I so very much needed to stay up until after 3am chatting with Kim. I very much needed to go to the pool with Kim and Lilli on Wednesday and just play with Lilli - I have a lot of loves in life - and two of them are babies/kiddos and water. Put the two together - wonderful : )

So - I came home Thursday feeling very enriched {albeit very tired} and within 2 hours, my mom, daddy, sister and NIECE showed up at my house! I knew they were coming - minus Roman {our niece}. Kirsten had me convinced she wasn't bringing her - so much to the point I once cried telling Dan how desperately I wanted Kirst to bring her! I was SO thrilled to see her!

That night while Dan was out waaaay late at a guys game night, the Dumke 4 plus Roman went to Wok in the Park here in SLP and I got birthday meal #2 : ) And when the quartet of singers came out to sing happy birthday to me - well - let's just say I had to work REALLY hard not to cry - seriously - they are fabulous singers!! It was beautiful! They even harmonized!! Topped off by the fact that they brought me amazing homemade vanilla bean ice cream : ) Oh - then we went home and watched White Christmas : ) {which I had just watched with Kim the night before in the Dells - oh - and it was snowing in the Dells while we were there - and I mean SNOWING! like.... 10+ inches!}

Friday we headed down to Rochester, Kirsten had an interview for seminary and then we went out to eat for birthday meal #3 at HuHot in Rochester - where I got a fabulous slice of cheesecake : )
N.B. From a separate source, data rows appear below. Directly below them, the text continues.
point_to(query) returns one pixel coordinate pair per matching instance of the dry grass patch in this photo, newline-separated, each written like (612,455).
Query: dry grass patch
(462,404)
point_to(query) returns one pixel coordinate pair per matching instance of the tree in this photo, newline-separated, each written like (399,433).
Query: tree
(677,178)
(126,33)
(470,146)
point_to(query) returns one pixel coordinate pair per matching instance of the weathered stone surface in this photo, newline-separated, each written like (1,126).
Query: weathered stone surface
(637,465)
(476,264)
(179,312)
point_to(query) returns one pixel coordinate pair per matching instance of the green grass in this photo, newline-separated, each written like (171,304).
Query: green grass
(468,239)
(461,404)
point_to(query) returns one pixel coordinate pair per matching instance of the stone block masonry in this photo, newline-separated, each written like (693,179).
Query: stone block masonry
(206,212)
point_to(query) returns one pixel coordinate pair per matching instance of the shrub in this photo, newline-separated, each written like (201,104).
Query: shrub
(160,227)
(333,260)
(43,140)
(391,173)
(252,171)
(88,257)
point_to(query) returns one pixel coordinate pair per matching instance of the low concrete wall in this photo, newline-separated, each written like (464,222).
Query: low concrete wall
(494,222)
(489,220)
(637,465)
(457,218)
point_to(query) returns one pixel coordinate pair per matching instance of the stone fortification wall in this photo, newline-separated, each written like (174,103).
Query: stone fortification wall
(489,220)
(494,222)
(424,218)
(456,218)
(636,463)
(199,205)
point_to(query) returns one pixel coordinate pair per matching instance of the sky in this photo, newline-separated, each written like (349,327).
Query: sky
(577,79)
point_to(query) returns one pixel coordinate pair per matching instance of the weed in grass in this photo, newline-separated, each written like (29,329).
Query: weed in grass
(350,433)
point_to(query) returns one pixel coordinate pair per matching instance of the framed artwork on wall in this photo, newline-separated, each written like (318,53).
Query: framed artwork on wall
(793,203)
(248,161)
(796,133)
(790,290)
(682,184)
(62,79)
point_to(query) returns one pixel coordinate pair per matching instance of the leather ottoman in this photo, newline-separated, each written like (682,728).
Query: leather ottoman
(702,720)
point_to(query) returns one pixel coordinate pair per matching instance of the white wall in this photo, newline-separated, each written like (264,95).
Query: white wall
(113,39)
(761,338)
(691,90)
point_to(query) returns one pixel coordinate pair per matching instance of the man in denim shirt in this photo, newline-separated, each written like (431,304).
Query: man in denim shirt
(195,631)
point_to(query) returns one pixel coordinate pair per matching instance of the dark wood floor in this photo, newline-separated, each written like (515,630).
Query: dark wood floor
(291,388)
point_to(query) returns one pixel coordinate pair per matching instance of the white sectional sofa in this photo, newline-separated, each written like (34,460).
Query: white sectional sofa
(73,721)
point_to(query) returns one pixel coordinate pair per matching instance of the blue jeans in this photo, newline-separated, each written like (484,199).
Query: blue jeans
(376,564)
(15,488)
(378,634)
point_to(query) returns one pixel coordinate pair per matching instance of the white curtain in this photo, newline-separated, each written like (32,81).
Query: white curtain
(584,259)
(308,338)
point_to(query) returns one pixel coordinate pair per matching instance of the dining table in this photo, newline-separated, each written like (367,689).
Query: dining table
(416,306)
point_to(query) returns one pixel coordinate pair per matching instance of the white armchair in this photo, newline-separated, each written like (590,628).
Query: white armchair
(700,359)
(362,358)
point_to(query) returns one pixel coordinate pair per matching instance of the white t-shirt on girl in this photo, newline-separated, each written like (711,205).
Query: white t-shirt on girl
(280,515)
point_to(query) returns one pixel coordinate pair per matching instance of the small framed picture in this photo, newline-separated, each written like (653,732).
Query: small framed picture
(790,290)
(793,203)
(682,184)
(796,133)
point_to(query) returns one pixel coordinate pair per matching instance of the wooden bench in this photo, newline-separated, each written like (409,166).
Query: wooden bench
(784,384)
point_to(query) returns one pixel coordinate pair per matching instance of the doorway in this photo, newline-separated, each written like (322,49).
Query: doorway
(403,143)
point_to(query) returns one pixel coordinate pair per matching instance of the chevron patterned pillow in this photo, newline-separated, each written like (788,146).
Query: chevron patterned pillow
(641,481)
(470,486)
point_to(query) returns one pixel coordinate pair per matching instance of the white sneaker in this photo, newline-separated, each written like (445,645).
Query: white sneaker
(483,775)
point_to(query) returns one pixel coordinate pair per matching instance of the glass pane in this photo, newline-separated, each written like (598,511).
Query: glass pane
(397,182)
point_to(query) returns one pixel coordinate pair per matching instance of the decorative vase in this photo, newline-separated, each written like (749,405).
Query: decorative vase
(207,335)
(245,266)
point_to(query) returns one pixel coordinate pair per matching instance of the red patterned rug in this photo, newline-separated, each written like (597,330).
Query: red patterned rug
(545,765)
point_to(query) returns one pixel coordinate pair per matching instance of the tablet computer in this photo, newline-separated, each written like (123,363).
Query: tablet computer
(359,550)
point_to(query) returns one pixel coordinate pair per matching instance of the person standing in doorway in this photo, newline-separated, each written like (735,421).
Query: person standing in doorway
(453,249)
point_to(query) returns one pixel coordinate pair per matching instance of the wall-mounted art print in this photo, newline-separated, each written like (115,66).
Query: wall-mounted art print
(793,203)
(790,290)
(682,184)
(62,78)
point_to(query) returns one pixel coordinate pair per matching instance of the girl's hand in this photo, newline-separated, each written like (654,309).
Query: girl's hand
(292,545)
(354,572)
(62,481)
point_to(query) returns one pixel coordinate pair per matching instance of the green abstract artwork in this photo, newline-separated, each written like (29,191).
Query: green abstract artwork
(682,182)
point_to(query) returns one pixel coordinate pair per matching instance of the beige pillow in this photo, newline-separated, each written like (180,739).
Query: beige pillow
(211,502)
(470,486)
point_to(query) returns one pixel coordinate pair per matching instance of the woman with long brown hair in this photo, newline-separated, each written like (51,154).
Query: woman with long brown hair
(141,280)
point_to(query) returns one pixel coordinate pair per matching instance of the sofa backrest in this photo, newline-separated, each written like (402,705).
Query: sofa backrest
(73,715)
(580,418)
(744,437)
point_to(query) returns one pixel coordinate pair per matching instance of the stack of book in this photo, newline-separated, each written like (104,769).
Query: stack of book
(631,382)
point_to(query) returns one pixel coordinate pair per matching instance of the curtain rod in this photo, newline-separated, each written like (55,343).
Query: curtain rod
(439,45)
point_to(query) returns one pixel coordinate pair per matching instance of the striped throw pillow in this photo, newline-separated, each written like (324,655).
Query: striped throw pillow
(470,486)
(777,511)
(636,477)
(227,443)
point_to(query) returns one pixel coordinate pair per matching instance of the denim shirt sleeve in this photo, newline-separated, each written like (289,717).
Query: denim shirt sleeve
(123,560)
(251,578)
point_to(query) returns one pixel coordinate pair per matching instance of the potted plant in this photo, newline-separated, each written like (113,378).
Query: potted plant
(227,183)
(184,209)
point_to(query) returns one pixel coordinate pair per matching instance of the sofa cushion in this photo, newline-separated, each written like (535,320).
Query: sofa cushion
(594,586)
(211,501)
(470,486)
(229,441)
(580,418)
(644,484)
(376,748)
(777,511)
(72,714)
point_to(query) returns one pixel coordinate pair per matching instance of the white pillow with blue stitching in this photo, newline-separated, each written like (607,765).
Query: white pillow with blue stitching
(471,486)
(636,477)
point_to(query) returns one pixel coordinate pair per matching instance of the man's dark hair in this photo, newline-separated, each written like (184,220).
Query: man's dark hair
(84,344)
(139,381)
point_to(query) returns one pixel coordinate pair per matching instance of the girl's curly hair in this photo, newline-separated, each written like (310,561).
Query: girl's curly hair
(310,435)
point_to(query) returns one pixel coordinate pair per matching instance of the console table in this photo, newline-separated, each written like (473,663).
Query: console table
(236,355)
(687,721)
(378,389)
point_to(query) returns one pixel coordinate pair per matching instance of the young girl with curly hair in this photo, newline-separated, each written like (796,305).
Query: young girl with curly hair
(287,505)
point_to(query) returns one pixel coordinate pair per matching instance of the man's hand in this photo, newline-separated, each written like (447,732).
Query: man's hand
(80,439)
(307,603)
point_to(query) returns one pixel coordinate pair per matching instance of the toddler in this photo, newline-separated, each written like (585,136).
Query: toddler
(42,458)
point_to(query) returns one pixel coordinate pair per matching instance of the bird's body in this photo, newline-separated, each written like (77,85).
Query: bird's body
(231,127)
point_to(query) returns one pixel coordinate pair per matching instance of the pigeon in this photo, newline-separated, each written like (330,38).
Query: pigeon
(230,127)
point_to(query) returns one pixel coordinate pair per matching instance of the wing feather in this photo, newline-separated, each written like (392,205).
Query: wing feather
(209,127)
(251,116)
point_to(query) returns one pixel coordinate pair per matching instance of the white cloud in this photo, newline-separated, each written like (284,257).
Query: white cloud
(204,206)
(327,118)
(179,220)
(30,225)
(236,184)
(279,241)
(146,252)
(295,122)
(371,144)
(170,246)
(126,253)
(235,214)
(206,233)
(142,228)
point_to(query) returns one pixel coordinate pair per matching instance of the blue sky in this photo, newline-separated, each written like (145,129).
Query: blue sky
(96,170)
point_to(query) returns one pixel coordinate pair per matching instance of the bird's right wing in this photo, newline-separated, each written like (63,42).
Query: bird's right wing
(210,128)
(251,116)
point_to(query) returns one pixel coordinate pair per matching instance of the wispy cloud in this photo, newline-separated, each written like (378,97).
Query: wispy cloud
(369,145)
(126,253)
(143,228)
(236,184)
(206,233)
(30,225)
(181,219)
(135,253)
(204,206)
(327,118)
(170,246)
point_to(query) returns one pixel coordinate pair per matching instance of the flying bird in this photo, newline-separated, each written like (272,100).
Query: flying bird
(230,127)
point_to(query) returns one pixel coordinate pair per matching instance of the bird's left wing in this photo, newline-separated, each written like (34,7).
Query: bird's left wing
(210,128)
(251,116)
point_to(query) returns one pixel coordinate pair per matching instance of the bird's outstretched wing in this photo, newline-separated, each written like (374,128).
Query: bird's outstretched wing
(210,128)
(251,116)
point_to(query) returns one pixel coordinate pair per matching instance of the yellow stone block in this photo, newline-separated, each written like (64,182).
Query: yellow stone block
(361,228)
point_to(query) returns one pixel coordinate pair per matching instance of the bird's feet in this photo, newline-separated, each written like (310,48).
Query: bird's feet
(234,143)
We came back to the cities, saw grandpa Gordie and I was just so tired we opted for a few craft brew beers from the Four Firkins in SLP, 2 rotisserie chickens, yummy side dishes and bread from Lunds back at our house : ) It was wonderful : )

Saturday was also amazing - I met Andrea P. at Zion Lutheran Church in Mpls where Rachel's Holiday Boutique was having their yearly fair, benefiting the Michelle Project : ) It was really fun seeing all the amazing artists and their crafts there!

Then we headed down to Lilydale, MN to Chef's Abode where we took a 3 hour long cupcake class where we learned how to decorate cupcakes with fondant and other such fun decorating tips! We walked away with nearly 2 dozen cupcakes between us and we each were giving a cupcake book! So fun!

Then we went to Andrea's neighbors house where was hosting her annual Merry Meander - she had her beautiful Victorian home filled with art vendors! It was fabulous! Mary greeted me with a big BIG hug : ) I loved it. I am a hugger : ) I love hugs : )

The night concluded with dinner with Andrea and Jared at Pizza Luce in St Paul {Birthday dinner #4? This time with some free Tiramisu!} THEN Andrea was able to bring me to see her work! She had to deliver a bunch of Pampered Chef items for the girls at her work - so I got to help her drop it all off : ) I even got to see a teeny tiny baby that didn't even weigh a whole kilogram! I think they said at birth it was a 1/2 a kilo!

Finally, the night ended with a big bonfire with the Porters, Satterlies, Medinas and Dmac at Como Park : ) Oh and don't forget, Moses, Maizy and Samson were there too : )

It was a wonderful birthday week : ) Thank you so very much everyone that made it possible : ) My life is so richly blessed because of you all!